For her big headlining tour, singer-songwriter S.G. Goodman, whose music combines Southern gothic, indie confession, and art rock, set up recorded ambient music beds. The “transition tracks,” as she called them, were to play keep the sonic groove going between songs as she and her four-piece band shifted from one song to another, largely from her latest album, Planting by the Signs.
It was meant to create seamless atmospherics between her arresting, slow-burning songs. Also: “They keep me from talking.” But early on in her show at the Atlantis in DC, she had her keyboardist cut the tracks off. Goodman, who is equally entertaining as a droll raconteur, knew what she had to say would last longer than interstitial music.
She only had a few of these spoken segments. In the first, she admitted she was going to play a lot from the new album. In another, she tried to follow up on instructions for the disposable cameras she had distributed before the show in an effort to get some authentic, non-digital, visual record of her tour from the very fans in her audience for a promotional zine her record distribution company was doing to get attention for her latest work.
She also spoke about the stark contrast she was finding (and everyone in the audience knew) between the “hellhole” descriptions of cities like DC that her mother feared, and the quite opposite actuality.
As amusing as these digressions were, told in her deadpan Western Kentucky twang, her songs were even better.
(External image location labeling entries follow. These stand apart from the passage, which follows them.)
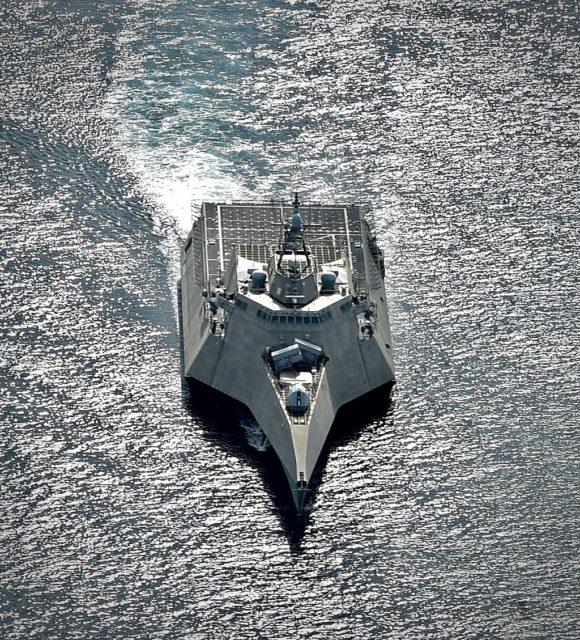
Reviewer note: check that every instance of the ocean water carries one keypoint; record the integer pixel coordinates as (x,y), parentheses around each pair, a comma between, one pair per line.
(132,508)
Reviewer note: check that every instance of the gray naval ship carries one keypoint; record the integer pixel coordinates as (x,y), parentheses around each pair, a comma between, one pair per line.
(284,309)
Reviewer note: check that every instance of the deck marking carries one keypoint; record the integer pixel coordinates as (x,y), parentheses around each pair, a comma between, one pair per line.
(221,240)
(348,237)
(206,252)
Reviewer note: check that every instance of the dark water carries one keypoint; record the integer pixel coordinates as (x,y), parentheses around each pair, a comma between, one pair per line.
(452,514)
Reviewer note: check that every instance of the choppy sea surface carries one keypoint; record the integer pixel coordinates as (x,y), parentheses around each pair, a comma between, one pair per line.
(131,508)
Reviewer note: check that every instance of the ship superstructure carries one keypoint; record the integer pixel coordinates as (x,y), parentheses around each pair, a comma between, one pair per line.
(284,309)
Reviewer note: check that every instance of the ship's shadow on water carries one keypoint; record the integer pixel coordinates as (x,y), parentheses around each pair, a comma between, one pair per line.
(230,425)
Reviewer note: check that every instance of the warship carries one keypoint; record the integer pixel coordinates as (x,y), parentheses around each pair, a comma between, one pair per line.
(284,309)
In “Snapping Turtle,” she said of scattering “low-down” kids who were beating on a turtle for no reason before falling into a reverie about her rural past, as small towns were “where my mind gets stuck.” She recalled a childhood friend who remained in one of those tiny outposts, who would only get as far as Paris, Tennessee, and whose “life beat down like that snapping turtle day.”
Goodman’s songs bristle with specific descriptions and kernels of insight, often embedded within a keening melody or mesmerizing repetition. “Who’ll put the fire out?” she asks over and over in “Fire Sign.” In “Michael Told Me,” an elegy to a close friend begins with the repeated “Heard ‘I love you’ from Los Angeles” and ends with “Michael told me we could handle it” a half dozen times.
The rural, real-life evocative lyrics recall the best of Lucinda Williams, while her voice soars with the echoes of the Appalachian past. At the same time, she’s open to more mystical possibilities, as in her paen to planting when the moon’s right, on “Planting by the Signs,” or her wild ode to love “Nature’s Child,” a song that’s a duet with Bonnie “Prince” Billy on the record, with vocals filled in by her guitarist Gusti Escalante.
Heaven and hell are a concern, too, as they might be every day in the Bible Belt, like it or not. So her swampy “I Can Hear the Devil” was paired with “Heaven Song,” a surrealist fever dream to her dead dog, to end the 10-song main set.
She returned for a couple more songs, starting with her terrific all-timer “Space and Time,” one of two songs from her first album that she played (and nothing from her second). She followed with an even bigger surprise, a cover of the Butthole Surfers’ “Pepper” meant to stress her punk roots. But while the choice was interesting, the delivery was one of the rare misses of the night, whispering (and eventually tripping) on that song’s spoken rap, and failing to drive home the chorus.
But it was a fine show overall, made nicer by a strong set from the opening band, Fust from Durham, NC, that sweetened its stomping Southern rock with the fiddle of Libby Rodenbough.